Good evening gentlemen. Before I start, a quick background on myself. Enlisted in the Marine Corps at 17 in 2004. Deployed to Iraq with 1st LAR in 08. Mos is 2147 LAV mechanic, jumped at the opportunity to be a platoon mechanic, became part of a fireteam, went on every patrol and loved every second of it. When we came back I began working on a 18X contract. The recruiter I was working with told me I was ready to go to MEPS and to go ahead and check out of my unit under a conditional relase, goodbye Marine Corps, I love you. After MEPS she told me she messed up and didnt know I was an E5, and they were only accepting E4s. I was already out, and couldnt get back in, absolutely crushed. The mindset never left and I have recently realized that this is what I was meant to do. I dont want anything else. I have read sapper docs thread, as well as another marine who was also denied, or gave up, I cant tell, he quit posting. I have a packet being submitted currently, and have done everything(army enlistment packet, security clearance packet, and all the other paperwork they told me to fill out) the recruiters have asked me to do. I have yet to run a PFT but last one i ran myself was decent(i can, and will do better). 90 sit ups, 55 pushups(this will improve), and i have been running untimed 3-milers, i ran a 1 mile in 7.05 and will post my 2 mile time tomorrow after I time it. I'm also rucking at least 3 miles with a 45lb pack 1-2 times a week, i know i need more. I've read GET SELECTED! twice and watched every video I could find pertaining to SFAS SOPC and the Q course. Here's the kicker, I turn 30 on aug 24th, so my window is closing. My questions: are any of you gentlemen able to interpret the current business rules? If i am disapproved, what are my options? Do any current or former Green Berets have any advice, encouraging words, mentoring for me? I use facebook to stay in touch with my brothers from the Marine Corps, should I go ahead and delete that(i plan to before leaving for sopc anyway)? Any and all information will be greatly appreciated beyond words. I know i may be coming off strong. I have a sense of humor, I promise, but theres a time and place, and I'm taking this very seriously. I want this more than I want oxygen. There is a war going on, men are dying, and I'm over here drinking budlights and sleeping in the AC, this is something I cannot live with. I look forward to hearing from all of you. Sorry for the long ass post.


----------



## Teufel (Jul 11, 2016)

Reserve Recon is always an option if you can't get into the 18X program. If you make it of course.


----------



## LARsgt (Jul 12, 2016)

Teufel said:


> Reserve Recon is always an option if you can't get into the 18X program. If you make it of course.

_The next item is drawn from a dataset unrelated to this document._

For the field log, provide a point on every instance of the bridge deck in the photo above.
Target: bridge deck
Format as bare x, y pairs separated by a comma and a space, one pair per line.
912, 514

I'll keep that in mind, reserve anything would definitely be after I expended all active options, thank you for the reply. I'm not sure if there are any recon reserve units around Mr but I will look into it when the time comes. Semper Fi.


----------



## LARsgt (Jul 12, 2016)

Ran the 2 mile this morning in 14.56. I'll 've calling the recruiter today at some point to check in.


----------